What is the difference between a hyphen and a dash and when should I use them?
What is an “em dash” and what is an “en dash” and how do I use them?
1. hyphen (-) : Mac and PC: hyphen key: The hyphen connects compound words.
There are permanent compounds that have found their way into the dictionary (henhouse, makeup, notebook).
- Kilowatt-hour, mass-produce, ill-favored, tie-in, toll-free call, two-thirds. A food-loving back-to-the-land generalist who became obsessed with fermentation
There are also examples when using a compound adjective before a noun.
- A fast sailing ship.
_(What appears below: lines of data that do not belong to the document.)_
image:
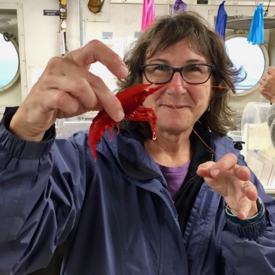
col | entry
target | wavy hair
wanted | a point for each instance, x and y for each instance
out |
(203, 40)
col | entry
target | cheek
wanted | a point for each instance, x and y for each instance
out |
(150, 101)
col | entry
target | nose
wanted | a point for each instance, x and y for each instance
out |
(178, 86)
(177, 77)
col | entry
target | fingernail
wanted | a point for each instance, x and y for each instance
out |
(119, 115)
(215, 172)
(123, 69)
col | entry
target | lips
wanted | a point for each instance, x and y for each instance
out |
(176, 106)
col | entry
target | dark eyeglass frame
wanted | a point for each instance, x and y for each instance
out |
(179, 70)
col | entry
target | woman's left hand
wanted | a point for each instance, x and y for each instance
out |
(231, 181)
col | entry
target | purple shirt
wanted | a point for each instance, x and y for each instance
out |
(174, 177)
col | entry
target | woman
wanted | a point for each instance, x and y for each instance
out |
(184, 203)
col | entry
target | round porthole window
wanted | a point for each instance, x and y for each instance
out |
(252, 58)
(9, 61)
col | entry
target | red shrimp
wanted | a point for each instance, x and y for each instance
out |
(131, 100)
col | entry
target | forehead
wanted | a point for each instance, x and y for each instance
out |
(180, 51)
Or, a fast-sailing ship
2. en dash (–) : Mac: Option + – = – / PC “Alt” and type “0151.” The en dash connects things that are related to each other by distance.
- Seven–ten days
- You will find the article in the May–September issue of Scientific American
- According to Frank Hanks, there should be a reference to what Edward Said calls “Orientalism” (147–48).
Or combining open compounds (note prefix connected to proper noun):
- North Carolina–Virginia border
- a high school–college conference
- Post–Civil War
3. em dash (—) : PC “Alt” and type “0151” / Mac: Shift + Option + – = —. Em dashes may replace commas, semicolons, colons, and parentheses in apposite phrases, to indicate added emphasis, to interrupt or change thought:
- “The Incompletion figured in the dash—is life” (McHugh 113)
- Dickinson’s use of the dash—a mark of punctuation a reader encounters throughout her work—requires careful scrutiny
- There is little room for error—whether one is consuming French fries or pork rinds.
(The practice of using two hyphens for a dash, although acceptable, is a holdover from the days of typewriters).